The George
Burns and Gracie Allen Show
George Burns explains the art of the straight man right to the camera, placidly demonstrating in a most detached episode.
Frankie
and Johnny
The outrage
endured by the New York Times reviewer was so engrossing that he
evidently forgot to sign his name, which is where matters seem to have stood
ever since, critically speaking.
The script
provides a mirror structure, as well as a central scene that gives the height
and source of Frankie and Johnny’s inspiration. The two parallel
components are headed by Elvis Presley and Anthony Eisley, each with a comic
sidekick (Henry Morgan, Robert Strauss) and a girl (Donna Douglas, Sue Ane
Langdon), the nexus between them is a jealousy over Nellie Bly (Nancy Kovack).
This has nearly fatal consequences when a prop pistol is loaded with real
bullets, but a lucky charm saves the day.
The scene in
which Douglas, Langdon and Kovack are costumed and wigged for Mardi Gras almost
identically (blonde in white silk) is a paroxysm of the film’s entire working
method, which is a complete coordination of lighting, set design and costumes
to achieve a thoroughgoing work of art (and in fact there is a
nineteenth-century landscape painting just visible enough on the riverboat to
serve as a purposeful measure of the film’s success). The three are in a parlor
belonging to a large stateroom, it’s decorated in light medallioned wallpaper
with curvate moldings, gas lamps cast a yellow glow, hidden daylight fills the
background, paintings on the walls are in shadow, a window is suffused with
violet light, the divan has a golden cushion, it’s a nineteenth-century ideal
of continuous ornamentation very rarely achieved and with complete success.

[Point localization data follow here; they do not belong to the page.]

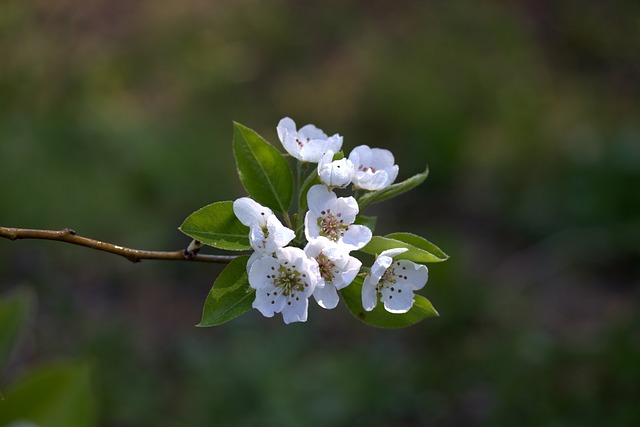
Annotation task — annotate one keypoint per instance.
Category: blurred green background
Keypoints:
(115, 119)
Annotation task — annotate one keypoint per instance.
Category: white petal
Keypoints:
(392, 174)
(319, 197)
(250, 212)
(260, 269)
(369, 295)
(285, 126)
(269, 301)
(297, 311)
(334, 143)
(347, 208)
(381, 158)
(254, 256)
(398, 300)
(317, 245)
(311, 227)
(326, 296)
(312, 132)
(379, 267)
(278, 233)
(360, 156)
(257, 240)
(413, 276)
(393, 252)
(313, 150)
(356, 237)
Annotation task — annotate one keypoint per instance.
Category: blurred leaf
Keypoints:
(369, 221)
(309, 182)
(380, 317)
(393, 190)
(420, 249)
(14, 311)
(263, 171)
(216, 225)
(230, 295)
(51, 396)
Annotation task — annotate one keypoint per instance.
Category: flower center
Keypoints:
(331, 226)
(387, 280)
(364, 168)
(301, 142)
(326, 267)
(289, 280)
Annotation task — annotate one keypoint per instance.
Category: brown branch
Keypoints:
(134, 255)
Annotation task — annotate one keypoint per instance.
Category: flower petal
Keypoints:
(397, 298)
(311, 132)
(269, 301)
(318, 197)
(356, 237)
(297, 311)
(326, 296)
(369, 295)
(278, 233)
(414, 275)
(285, 126)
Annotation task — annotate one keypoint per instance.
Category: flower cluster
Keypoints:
(286, 268)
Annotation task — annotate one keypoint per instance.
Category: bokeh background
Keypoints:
(115, 119)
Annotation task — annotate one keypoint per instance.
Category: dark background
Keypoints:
(115, 119)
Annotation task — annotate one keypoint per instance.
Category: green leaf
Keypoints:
(14, 311)
(263, 171)
(369, 221)
(381, 318)
(311, 180)
(53, 396)
(420, 249)
(216, 225)
(230, 295)
(393, 190)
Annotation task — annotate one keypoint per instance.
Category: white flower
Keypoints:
(336, 267)
(284, 284)
(337, 173)
(394, 281)
(332, 217)
(375, 168)
(266, 232)
(308, 143)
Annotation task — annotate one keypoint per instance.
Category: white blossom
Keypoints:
(375, 168)
(332, 217)
(336, 267)
(266, 232)
(394, 281)
(284, 284)
(338, 173)
(307, 143)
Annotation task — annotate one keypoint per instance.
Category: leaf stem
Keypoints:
(69, 235)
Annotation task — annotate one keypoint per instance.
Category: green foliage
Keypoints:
(393, 190)
(14, 311)
(381, 318)
(263, 171)
(51, 396)
(230, 295)
(420, 249)
(216, 225)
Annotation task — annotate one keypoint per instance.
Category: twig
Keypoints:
(134, 255)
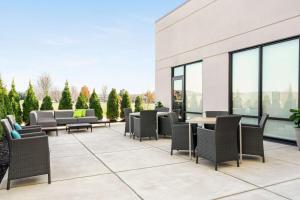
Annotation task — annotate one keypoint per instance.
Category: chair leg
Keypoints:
(49, 178)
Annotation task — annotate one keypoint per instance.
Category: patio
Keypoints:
(106, 165)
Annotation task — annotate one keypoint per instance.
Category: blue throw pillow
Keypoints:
(17, 126)
(15, 135)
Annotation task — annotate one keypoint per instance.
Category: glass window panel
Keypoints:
(179, 71)
(280, 78)
(194, 87)
(245, 69)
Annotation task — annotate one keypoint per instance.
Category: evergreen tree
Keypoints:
(14, 98)
(30, 103)
(125, 103)
(81, 102)
(95, 104)
(112, 105)
(65, 102)
(138, 104)
(47, 103)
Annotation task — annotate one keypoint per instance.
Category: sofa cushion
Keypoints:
(87, 120)
(47, 122)
(90, 113)
(63, 113)
(66, 120)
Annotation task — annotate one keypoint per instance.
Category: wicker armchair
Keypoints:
(127, 111)
(25, 129)
(252, 138)
(221, 144)
(180, 134)
(145, 125)
(214, 114)
(162, 109)
(28, 156)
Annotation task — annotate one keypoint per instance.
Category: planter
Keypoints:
(297, 133)
(4, 157)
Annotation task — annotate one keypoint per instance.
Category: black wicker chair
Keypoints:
(25, 129)
(145, 125)
(162, 109)
(127, 111)
(252, 138)
(214, 114)
(28, 156)
(180, 134)
(221, 144)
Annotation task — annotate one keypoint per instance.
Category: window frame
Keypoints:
(184, 86)
(260, 77)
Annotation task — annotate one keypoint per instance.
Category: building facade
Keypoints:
(239, 56)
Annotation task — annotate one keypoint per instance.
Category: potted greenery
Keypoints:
(296, 118)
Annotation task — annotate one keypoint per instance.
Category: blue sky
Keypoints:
(90, 42)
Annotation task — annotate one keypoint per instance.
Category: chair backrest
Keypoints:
(215, 113)
(7, 129)
(11, 120)
(227, 130)
(90, 112)
(63, 113)
(148, 121)
(45, 114)
(263, 121)
(162, 109)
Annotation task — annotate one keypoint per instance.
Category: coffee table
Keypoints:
(78, 126)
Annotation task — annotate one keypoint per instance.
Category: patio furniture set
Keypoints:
(218, 137)
(51, 120)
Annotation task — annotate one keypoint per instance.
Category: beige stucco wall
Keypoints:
(208, 29)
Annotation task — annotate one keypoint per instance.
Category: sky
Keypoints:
(87, 42)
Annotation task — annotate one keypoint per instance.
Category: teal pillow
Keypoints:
(15, 135)
(77, 113)
(17, 126)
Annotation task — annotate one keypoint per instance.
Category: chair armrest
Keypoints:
(32, 126)
(205, 135)
(30, 146)
(26, 135)
(30, 130)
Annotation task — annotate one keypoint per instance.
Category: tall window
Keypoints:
(265, 79)
(245, 67)
(280, 78)
(194, 88)
(187, 90)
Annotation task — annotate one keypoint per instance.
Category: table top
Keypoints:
(203, 120)
(138, 113)
(79, 125)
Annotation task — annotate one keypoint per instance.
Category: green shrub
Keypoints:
(95, 104)
(112, 105)
(65, 102)
(30, 103)
(47, 103)
(125, 103)
(138, 104)
(14, 98)
(81, 102)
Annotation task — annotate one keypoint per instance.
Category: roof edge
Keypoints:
(172, 11)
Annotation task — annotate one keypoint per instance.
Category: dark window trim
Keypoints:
(184, 86)
(260, 78)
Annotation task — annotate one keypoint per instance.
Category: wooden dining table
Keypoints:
(208, 120)
(139, 114)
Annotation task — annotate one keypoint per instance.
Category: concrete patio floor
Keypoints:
(106, 165)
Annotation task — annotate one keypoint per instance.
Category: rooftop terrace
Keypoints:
(106, 165)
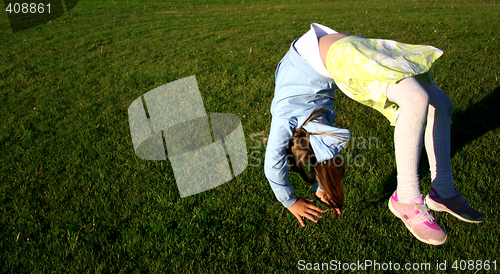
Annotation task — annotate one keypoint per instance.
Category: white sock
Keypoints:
(413, 101)
(437, 140)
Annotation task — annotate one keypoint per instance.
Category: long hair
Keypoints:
(329, 173)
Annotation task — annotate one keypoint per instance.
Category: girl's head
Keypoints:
(329, 173)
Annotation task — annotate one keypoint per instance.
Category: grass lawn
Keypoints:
(75, 198)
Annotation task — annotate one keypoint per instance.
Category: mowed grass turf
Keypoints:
(75, 198)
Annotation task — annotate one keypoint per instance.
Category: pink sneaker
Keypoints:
(418, 220)
(455, 205)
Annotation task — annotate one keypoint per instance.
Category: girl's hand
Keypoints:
(303, 208)
(329, 203)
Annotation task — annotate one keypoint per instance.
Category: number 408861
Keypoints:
(27, 8)
(474, 265)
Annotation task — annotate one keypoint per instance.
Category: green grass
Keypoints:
(75, 198)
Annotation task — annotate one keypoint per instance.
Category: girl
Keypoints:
(393, 78)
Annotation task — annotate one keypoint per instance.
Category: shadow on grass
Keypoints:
(467, 126)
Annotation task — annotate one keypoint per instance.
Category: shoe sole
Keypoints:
(428, 201)
(431, 242)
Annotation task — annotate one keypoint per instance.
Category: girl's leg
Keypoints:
(443, 195)
(437, 140)
(413, 100)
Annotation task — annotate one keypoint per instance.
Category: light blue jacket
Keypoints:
(299, 91)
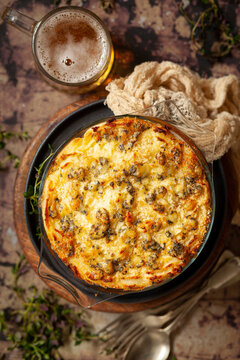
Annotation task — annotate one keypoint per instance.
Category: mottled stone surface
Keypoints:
(141, 31)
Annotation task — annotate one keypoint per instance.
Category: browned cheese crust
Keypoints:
(127, 205)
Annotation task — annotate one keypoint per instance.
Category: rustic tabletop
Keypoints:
(141, 31)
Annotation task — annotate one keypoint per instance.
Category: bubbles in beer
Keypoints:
(72, 47)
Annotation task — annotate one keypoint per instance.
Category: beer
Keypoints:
(73, 48)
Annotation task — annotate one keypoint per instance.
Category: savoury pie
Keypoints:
(126, 205)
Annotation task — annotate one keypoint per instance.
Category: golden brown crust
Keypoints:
(126, 206)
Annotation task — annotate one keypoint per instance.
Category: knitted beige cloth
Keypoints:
(207, 110)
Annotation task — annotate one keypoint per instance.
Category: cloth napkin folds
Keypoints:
(209, 107)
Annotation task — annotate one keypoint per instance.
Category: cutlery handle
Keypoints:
(221, 277)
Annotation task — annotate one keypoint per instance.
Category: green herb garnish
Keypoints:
(42, 324)
(108, 5)
(32, 192)
(5, 136)
(211, 35)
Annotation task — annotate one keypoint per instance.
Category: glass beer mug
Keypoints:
(71, 46)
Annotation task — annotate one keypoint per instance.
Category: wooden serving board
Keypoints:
(33, 257)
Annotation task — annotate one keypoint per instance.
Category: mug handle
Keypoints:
(18, 20)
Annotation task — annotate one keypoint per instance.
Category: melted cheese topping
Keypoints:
(127, 205)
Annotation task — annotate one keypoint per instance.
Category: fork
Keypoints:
(228, 273)
(118, 333)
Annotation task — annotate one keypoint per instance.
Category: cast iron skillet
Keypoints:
(74, 123)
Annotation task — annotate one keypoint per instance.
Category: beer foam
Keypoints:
(72, 46)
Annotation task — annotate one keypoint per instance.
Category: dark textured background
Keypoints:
(142, 30)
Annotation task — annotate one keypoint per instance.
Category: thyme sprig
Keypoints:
(107, 5)
(32, 192)
(42, 324)
(5, 136)
(210, 34)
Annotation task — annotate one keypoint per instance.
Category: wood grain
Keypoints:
(33, 257)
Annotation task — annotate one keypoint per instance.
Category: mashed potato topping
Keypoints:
(127, 205)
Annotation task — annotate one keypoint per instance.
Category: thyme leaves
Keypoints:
(5, 137)
(32, 193)
(42, 324)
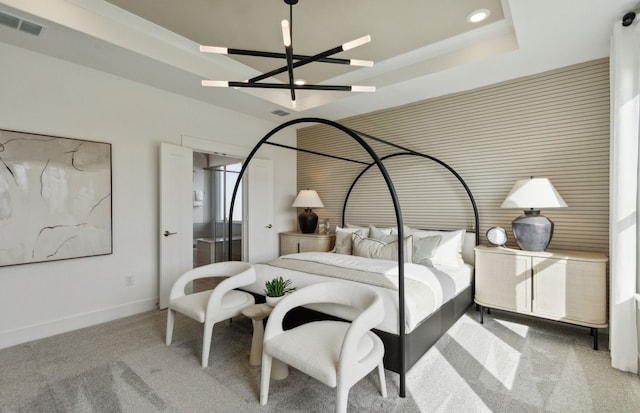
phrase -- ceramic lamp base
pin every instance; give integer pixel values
(532, 231)
(308, 221)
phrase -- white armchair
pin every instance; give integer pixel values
(337, 353)
(211, 306)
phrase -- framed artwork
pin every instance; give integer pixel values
(55, 198)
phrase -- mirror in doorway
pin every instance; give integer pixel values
(214, 177)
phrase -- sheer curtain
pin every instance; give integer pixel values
(623, 215)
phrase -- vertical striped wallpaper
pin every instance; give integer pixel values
(554, 124)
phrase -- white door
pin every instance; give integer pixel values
(260, 235)
(176, 216)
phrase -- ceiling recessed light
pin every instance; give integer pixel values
(479, 15)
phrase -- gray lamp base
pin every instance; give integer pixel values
(308, 221)
(532, 231)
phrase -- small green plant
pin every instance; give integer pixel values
(278, 287)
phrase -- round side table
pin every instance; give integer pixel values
(257, 313)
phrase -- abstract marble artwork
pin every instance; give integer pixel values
(55, 198)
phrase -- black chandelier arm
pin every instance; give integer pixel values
(305, 60)
(274, 55)
(301, 87)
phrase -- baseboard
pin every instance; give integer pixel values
(52, 328)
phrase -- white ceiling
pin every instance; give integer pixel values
(421, 48)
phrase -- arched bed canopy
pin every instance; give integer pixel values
(400, 354)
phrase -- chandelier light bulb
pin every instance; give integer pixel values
(286, 34)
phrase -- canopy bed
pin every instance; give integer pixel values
(407, 335)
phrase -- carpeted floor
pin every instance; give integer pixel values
(509, 364)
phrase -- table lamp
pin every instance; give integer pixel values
(533, 231)
(308, 220)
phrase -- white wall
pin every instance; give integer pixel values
(39, 94)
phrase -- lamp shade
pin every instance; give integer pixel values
(533, 231)
(535, 193)
(307, 198)
(307, 219)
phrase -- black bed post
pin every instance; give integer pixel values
(396, 204)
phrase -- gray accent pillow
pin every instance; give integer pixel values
(373, 248)
(343, 238)
(425, 248)
(383, 235)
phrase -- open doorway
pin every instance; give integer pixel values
(214, 177)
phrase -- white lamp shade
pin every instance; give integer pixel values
(308, 198)
(535, 193)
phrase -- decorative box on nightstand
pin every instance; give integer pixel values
(569, 286)
(292, 242)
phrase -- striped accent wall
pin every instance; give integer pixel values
(554, 124)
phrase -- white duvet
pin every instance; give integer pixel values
(426, 288)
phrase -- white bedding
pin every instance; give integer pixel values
(426, 288)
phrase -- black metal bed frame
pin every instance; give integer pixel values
(403, 350)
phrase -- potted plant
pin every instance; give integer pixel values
(276, 288)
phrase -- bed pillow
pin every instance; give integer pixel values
(424, 249)
(382, 234)
(449, 251)
(373, 248)
(343, 238)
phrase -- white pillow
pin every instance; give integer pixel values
(343, 238)
(449, 252)
(424, 249)
(373, 248)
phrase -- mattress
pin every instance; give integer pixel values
(426, 288)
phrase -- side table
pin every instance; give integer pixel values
(257, 313)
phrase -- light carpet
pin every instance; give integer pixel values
(510, 363)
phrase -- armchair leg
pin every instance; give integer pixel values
(170, 318)
(342, 397)
(265, 376)
(383, 382)
(206, 343)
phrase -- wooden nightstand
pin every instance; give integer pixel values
(569, 286)
(292, 242)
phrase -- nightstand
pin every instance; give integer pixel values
(292, 242)
(568, 286)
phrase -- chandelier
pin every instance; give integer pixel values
(292, 61)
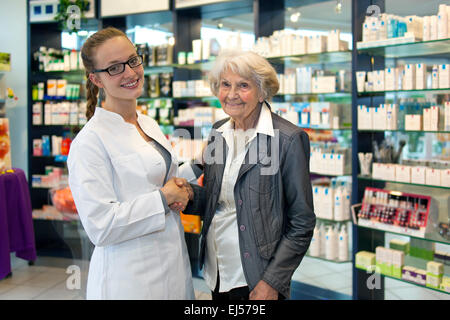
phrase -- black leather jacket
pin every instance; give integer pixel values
(274, 204)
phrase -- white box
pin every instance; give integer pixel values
(444, 76)
(409, 77)
(390, 79)
(445, 178)
(418, 175)
(421, 76)
(413, 122)
(427, 119)
(391, 117)
(389, 172)
(434, 118)
(380, 117)
(433, 177)
(403, 173)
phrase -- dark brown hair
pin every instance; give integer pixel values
(87, 54)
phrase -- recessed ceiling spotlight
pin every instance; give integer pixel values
(338, 6)
(295, 16)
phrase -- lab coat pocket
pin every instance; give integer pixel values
(131, 178)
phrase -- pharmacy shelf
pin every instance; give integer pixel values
(404, 50)
(328, 260)
(433, 237)
(405, 183)
(402, 131)
(404, 92)
(324, 129)
(314, 58)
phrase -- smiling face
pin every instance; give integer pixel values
(238, 96)
(126, 85)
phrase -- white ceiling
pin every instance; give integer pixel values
(323, 16)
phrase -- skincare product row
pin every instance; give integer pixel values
(52, 178)
(392, 29)
(59, 146)
(305, 80)
(330, 242)
(161, 55)
(408, 77)
(285, 43)
(59, 113)
(417, 174)
(191, 88)
(50, 59)
(398, 117)
(56, 89)
(331, 203)
(330, 159)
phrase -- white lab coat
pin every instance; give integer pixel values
(115, 177)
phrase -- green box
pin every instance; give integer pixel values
(397, 271)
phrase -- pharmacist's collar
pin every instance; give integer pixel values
(264, 126)
(113, 116)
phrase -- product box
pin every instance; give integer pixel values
(399, 245)
(433, 177)
(398, 259)
(403, 173)
(418, 175)
(413, 122)
(421, 76)
(365, 260)
(380, 117)
(409, 77)
(444, 76)
(445, 178)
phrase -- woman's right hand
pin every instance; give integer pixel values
(175, 193)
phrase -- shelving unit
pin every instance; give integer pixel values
(366, 238)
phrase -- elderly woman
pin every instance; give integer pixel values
(256, 203)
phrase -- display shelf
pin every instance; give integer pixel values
(401, 130)
(322, 258)
(433, 237)
(405, 92)
(314, 58)
(360, 177)
(404, 50)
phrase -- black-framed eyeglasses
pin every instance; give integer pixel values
(118, 68)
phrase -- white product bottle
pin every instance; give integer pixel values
(346, 204)
(338, 205)
(343, 244)
(330, 244)
(314, 247)
(322, 239)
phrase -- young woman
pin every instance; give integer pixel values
(121, 173)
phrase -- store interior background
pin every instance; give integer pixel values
(316, 278)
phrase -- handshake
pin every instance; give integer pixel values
(178, 192)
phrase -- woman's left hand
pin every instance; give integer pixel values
(263, 291)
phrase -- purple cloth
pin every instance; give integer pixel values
(16, 221)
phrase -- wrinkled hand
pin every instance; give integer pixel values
(263, 291)
(175, 194)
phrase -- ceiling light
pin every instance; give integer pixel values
(295, 16)
(338, 6)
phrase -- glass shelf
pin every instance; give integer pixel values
(314, 58)
(433, 47)
(433, 237)
(408, 92)
(333, 261)
(406, 281)
(325, 129)
(403, 131)
(406, 183)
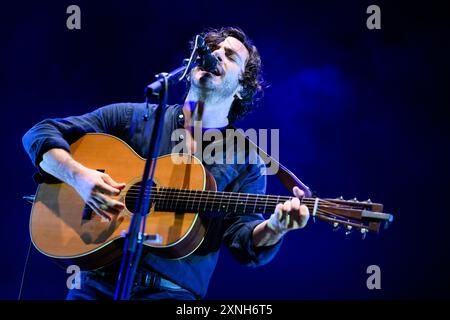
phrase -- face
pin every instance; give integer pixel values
(232, 56)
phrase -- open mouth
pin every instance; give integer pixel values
(215, 72)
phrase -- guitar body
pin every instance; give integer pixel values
(64, 228)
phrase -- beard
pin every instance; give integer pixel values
(208, 86)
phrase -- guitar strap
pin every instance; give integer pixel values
(287, 178)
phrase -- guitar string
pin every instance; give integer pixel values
(190, 192)
(200, 194)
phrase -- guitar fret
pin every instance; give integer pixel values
(237, 202)
(245, 203)
(220, 202)
(256, 201)
(228, 204)
(265, 204)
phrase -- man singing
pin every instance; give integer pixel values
(217, 99)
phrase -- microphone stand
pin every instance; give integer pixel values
(136, 236)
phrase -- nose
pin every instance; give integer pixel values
(219, 54)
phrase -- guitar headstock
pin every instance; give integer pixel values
(363, 216)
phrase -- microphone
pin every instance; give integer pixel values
(208, 61)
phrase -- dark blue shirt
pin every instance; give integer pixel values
(126, 121)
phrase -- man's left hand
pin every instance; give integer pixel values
(289, 215)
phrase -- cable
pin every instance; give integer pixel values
(25, 267)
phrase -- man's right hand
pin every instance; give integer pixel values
(96, 189)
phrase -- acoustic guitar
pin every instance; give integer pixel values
(64, 228)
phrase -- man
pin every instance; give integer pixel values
(216, 99)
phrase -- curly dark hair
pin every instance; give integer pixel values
(252, 81)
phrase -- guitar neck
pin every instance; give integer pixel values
(168, 199)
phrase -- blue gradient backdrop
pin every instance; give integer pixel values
(361, 114)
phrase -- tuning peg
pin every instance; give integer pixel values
(349, 230)
(364, 233)
(336, 226)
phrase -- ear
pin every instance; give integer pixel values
(238, 93)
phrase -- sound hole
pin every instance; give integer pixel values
(132, 196)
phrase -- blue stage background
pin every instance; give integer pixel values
(361, 114)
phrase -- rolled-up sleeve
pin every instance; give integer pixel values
(61, 132)
(239, 228)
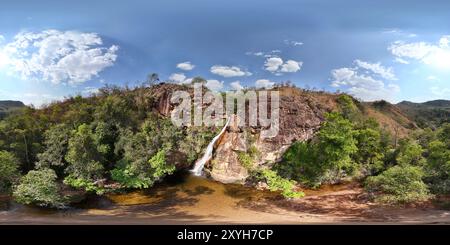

Samuel Fuller seems to have recalled it in Dead Pigeon on Beethoven Street.
De Cordova’s way
of working is the antithesis of, say, Richard Brooks’ in The Last Time I Saw
Paris, where a deep sense of naturalism in the lighting permits a steady
investigation of its effects in dramatic scenes. Frankie and Johnny is
studied from natural lighting and in a period sense, builds upon this into a
painterly sense of applied light on various colored surfaces in different ways,
and culminates in a fully-functioning plan for lighting the whole picture from
start to finish in a structurally expressive way, and De Cordova does not dwell
on all these labors but cuts quite rapidly throughout.
Johnny’s problem
is gambling, he thinks he’s lucky (Nellie is a gift from the gypsies), the
gambling hall flattens out all the light into boredom—this is reflected in the
pale green dining hall or show room where Presley walks among the blue covered
tables singing, and only after the climax is the brilliance of this blue and
green made visible.
The drama, then,
is between the richness of private life compared with the drabness of certain
professional obligations and personal employments sometimes held to be
glamorous, such as writing film criticism for the New York Times. De
Cordova has a modulation to the backstage world, dim and parti-colored,
preparing the Mardi Gras costumes later on.
The stage number
with the title song is akin to “Slaughter on Tenth Avenue” in its heightened colors,
and also points up the transition from painterly to photographic in the whole
venture, with daring unlit backgrounds against which players and sets are
isolated, so that the entire art of the film is painting with light.
Every detail has
its place in the scheme of things—that landscape painting (by Bierstadt,
perhaps) also serves to prepare the number in red marching band uniforms on the
docks, with blue sky and clouds for background, or the treeline (and there is
also an English pastoral fantasy scene).
Every resource of
lighting and color is put to tremendous use, so that the finest effects
actually transcend the stateroom scene, as when Eisley and Strauss are
conversing in the saloon and one background has two gas globes like oranges on
a near wall next to a slender white serpentine column appertaining to the bar,
while the reverse shot across the room with its red walls shows blue light
through the red-curtained windows.
A
thoroughly-annotated cutting continuity would be required even to discuss the
minutely-apportioned usages in every scene. The old critique of Technicolor is
belied in Douglas’s honest representation (in a light-colored dress with pink
trim), sung to by Presley through one porthole after the next as the camera
tracks left along the deck, of a cake.
I’ll
Take Sweden
Dad jets daughter
off to Stockholm, he’s with International Oil, her boyfriend’s a beachnik.
The Swedish
assistant is a Lothario, he’s sent to Saudi Arabia but doesn’t go, drafting a
subordinate.
Widower Dad meets
a fair Swede latterly unattached. The beachnik’s called in to save the day.
The stunning
farce has Bob Hope as Bob Holcomb with BH monogrammed on his smoking jacket.
His daughter asks, “why must you be so provincial?” He says, “go figure it, we
both left California in the same plane.”